Ustawa C-45, która legalizuje marihuanę, została przyjęta przez kanadyjski senat. Nie brakowało do niej szeregu poprawek, jednak prawo stało się faktem – osoby pełnoletnie będą mogły kupić ją legalnie.
Część środowiska lekarskiego wyrażała wcześniej obawy co do konsekwencji legalizacji. Z drugiej strony za takim rozwiązaniem opowiedział się premier Justin Trudeau. Przekonuje, że odpowiednie prawo utrudni dostęp narkotyku nieletnim.
– Jesteśmy skupieni na kontroli i legalizacji marihuany, ponieważ obecny system nie działa – mówił w maju i dodawał, że decyzja jest poprzedzona miesiącami konsultacji i analiz eksperckich.
Kanada tym samym stanie się pierwszym z państw grupy G7, które wprowadzi tego typu prawo. Czy da się na tym zarobić?
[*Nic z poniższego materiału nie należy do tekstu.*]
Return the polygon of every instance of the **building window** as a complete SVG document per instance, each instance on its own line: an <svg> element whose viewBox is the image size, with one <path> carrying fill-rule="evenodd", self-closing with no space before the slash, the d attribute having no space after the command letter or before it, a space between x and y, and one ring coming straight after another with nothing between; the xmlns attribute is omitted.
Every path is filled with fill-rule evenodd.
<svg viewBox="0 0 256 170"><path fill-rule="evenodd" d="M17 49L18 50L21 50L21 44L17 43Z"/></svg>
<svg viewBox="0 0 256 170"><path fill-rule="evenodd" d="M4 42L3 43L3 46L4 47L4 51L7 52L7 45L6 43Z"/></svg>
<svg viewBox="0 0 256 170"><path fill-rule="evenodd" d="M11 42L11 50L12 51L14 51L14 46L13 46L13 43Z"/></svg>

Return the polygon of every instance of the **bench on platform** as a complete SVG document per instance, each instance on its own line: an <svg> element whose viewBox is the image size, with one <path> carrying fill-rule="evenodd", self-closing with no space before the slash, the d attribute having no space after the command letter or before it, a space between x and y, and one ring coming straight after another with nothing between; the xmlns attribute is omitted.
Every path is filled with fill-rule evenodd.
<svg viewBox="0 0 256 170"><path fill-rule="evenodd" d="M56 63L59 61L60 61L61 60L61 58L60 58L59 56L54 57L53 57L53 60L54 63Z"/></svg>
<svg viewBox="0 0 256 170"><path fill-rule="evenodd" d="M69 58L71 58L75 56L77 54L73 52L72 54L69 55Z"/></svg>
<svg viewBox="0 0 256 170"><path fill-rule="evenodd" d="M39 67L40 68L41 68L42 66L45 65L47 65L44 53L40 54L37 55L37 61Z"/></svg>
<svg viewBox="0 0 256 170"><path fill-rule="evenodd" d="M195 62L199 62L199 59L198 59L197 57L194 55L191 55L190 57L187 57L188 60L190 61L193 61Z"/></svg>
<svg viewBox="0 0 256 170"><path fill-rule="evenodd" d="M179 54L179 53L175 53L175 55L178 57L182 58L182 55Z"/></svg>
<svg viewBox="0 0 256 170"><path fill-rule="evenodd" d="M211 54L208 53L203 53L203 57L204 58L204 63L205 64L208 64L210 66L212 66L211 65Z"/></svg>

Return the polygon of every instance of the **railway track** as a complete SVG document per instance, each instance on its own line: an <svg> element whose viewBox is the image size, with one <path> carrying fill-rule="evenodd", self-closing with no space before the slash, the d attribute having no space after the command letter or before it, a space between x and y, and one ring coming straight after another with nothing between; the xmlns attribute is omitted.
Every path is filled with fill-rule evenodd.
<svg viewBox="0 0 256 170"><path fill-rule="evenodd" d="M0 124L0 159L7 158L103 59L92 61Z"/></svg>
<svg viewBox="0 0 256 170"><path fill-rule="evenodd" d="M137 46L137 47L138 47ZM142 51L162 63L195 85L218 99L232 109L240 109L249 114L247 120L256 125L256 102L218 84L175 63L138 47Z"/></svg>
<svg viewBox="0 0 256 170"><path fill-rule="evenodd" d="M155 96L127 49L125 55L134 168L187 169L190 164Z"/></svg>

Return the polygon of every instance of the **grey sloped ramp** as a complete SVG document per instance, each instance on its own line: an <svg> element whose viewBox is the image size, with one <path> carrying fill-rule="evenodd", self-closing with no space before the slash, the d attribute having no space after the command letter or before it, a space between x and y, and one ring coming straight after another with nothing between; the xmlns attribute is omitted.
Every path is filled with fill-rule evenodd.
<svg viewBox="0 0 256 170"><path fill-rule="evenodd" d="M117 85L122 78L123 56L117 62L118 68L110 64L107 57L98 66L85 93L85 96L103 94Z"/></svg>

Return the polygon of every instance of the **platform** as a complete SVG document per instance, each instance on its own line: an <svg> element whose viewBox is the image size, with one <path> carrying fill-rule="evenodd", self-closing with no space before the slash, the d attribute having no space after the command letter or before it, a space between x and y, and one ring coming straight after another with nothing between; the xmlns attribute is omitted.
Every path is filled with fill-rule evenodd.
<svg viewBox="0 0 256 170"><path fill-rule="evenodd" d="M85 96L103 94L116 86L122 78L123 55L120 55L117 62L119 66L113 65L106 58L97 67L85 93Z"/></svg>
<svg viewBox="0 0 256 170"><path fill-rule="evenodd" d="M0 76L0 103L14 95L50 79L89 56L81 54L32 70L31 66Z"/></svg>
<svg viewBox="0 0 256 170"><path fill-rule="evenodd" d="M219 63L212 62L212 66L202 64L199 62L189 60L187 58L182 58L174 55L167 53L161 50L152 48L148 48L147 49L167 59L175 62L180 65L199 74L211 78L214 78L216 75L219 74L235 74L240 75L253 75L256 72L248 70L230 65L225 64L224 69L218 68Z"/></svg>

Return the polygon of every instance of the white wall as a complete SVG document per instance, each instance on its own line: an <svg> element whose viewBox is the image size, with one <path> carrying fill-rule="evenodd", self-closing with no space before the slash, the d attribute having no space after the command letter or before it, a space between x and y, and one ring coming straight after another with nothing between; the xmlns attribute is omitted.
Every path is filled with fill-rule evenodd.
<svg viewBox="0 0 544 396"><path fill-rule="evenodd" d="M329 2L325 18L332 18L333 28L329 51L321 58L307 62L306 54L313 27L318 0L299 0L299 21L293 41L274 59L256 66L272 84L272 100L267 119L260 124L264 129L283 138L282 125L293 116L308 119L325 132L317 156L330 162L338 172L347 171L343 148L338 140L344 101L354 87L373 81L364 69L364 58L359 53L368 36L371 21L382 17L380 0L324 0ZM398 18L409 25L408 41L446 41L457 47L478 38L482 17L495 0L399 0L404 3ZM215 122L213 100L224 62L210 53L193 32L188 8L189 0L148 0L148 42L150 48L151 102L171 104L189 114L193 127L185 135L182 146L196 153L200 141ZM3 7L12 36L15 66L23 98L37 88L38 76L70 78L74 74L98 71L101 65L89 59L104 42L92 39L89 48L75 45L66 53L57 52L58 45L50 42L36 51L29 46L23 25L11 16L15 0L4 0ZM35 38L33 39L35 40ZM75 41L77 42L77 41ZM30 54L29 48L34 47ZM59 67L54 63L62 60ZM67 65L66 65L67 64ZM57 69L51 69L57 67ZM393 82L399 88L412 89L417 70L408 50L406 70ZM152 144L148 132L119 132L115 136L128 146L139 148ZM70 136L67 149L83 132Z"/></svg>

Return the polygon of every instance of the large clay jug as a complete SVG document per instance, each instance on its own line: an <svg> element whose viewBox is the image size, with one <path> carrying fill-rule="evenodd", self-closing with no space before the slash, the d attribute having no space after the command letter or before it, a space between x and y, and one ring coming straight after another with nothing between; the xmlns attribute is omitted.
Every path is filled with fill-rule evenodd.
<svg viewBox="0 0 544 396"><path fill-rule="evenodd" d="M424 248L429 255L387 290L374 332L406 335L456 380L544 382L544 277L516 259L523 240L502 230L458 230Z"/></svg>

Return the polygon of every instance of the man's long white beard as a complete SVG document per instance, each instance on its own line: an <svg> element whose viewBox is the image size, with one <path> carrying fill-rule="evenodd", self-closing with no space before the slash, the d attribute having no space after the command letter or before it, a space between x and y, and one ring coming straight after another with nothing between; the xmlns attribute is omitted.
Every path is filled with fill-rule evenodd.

Canadian Imperial Bank of Commerce ocenia, że legalny rynek do 2020 roku może być wart nawet 6,5 miliarda dolarów kanadyjskich (5 mld USD). New Frontier Data natomiast przewiduje, że do 2025 roku sięgnie on nawet 9,2 mld dolarów kanadyjskich (7 mld USD). Grupa regularnie używających jej konsumentów ma wzrosnąć do 22%. Deloitte ocenił mający się stworzyć rynek na 4,3 miliarda dolarów już w 2018 roku.
Kanadyjski minister finansów Bill Morneau umieścił w budżecie 2018 podatek od „rekreacyjnej” marihuany w wysokości 1$ za gram lub 10% wartości całego zakupu (zależnie ile jej kupimy).
Eksperci spodziewają się także spadku zakupu alkoholi, ponieważ część konsumentów chętnie przestawi się na legalną trawkę.
W USA obecnie 9 stanów oraz region District of Columbia pozwalają na zakup marihuany do celów „rekreacyjnych”, 30 stanów dopuściło medyczną. Dopiero rodzący się rynek legalnej trawki w tym kraju w 2017 roku został oceniony przez BDS Analytics na 9 miliardów dolarów. Sprzedaż zarejestrowano na podobnym poziomie co w sektorze słodyczy czy rocznym obrocie pieluch Pampers.